Maggiore liquidità che per la maggior parte è andata ad arricchire ulteriormente i saldi dei conti correnti. Come sottolineato nei giorni scorsi da Paolo Savona, numero uno della Consob, l’elevata capacità di risparmio è una virtù degli italiani che però al giorno d’oggi non premia con rendimenti prossimi allo zero.

Stessa cosa dicono le banche che sono impegnate nella mission di convincere i loro correntisti a smuovere parte dei loro soldi dai conti correnti verso il risparmio gestito. Intesa Sanpaolo tra i suoi obiettivi principali di quest’anno mette  proprio la conversione dei depositi in raccolta indiretta. I clienti della maggiore banca italiana hanno circa 80 miliardi di euro di liquidità parcheggiata in depositi e l’obiettivo è di trasformarne almeno 20 miliardi in AUM entro fine anno.

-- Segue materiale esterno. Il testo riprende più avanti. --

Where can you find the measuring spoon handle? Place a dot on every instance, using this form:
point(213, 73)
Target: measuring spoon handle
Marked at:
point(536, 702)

Lasciare i soldi fermi sul conto corrente non conviene molto e ci perdono sia le banche che i risparmiatori. Oltre al rendimento nullo oggi c’è anche la perdita potenziale futura con il rischio di vedere depapeurato il potere di acquisto dei propri soldi a causa dell’inflazione che sta crescendo velocemente negli ultimi mesi, soprattutto negli Usa, ma anche in Europa.

Boom liquidità, 153,9 miliardi aggiuntivi lasciati sui conti correnti

Questi i dati principali di un’analisi del Centro studi di Unimpresa sulle riserve delle famiglie e delle aziende italiane secondo cui è cresciuta, in particolare, la liquidità sui conti correnti, con il saldo totale arrivato a 1.374 miliardi, in aumento di oltre 153 miliardi (+12%) in 12 mesi. Sono le aziende, che hanno sostanzialmente fermato gli investimenti, ad aver accumulato le maggiori risorse: i loro salvadanai sono saliti di quasi 72 miliardi (+23%), arrivando a quasi 381 miliardi; mentre quelli delle famiglie sono cresciuti di circa 53 miliardi (+5%), arrivando a 1.129 miliardi e quelli delle imprese familiari hanno registrato un saldo positivo di 10 miliardi (+16%), fino a 77 miliardi, secondo la quale sui depositi vincolati ci sono 9 miliardi in meno (-4%). Dati che confermano in sostanza che famiglie e aziende preferiscono avere risorse finanziarie sempre disponibili, abbandonando forme di risparmio meno liquido.

Depositi toccano nuovo record a maggio

Come emerge dal bollettino mensile Abi, la corsa dei depositi non si è fermata nemmeno a maggio. Le consistenze sono salite a 1.774 miliardi, il dato più alto in assoluto negli ultimi anni, anche se il tasso di crescita anno su anno è in calo dal +11,6 per cento registrato a gennaio all’8,2% di maggio.

Un anno di pandemia e di lockdown a singhiozzo ha fermato sia i consumi sia gli investimenti afferma Unimpresa secondo cui la ricetta per uscire da questa situazione inevitabile è che il governo faccia di più sia con i sostegni sia con gli investimenti pubblici.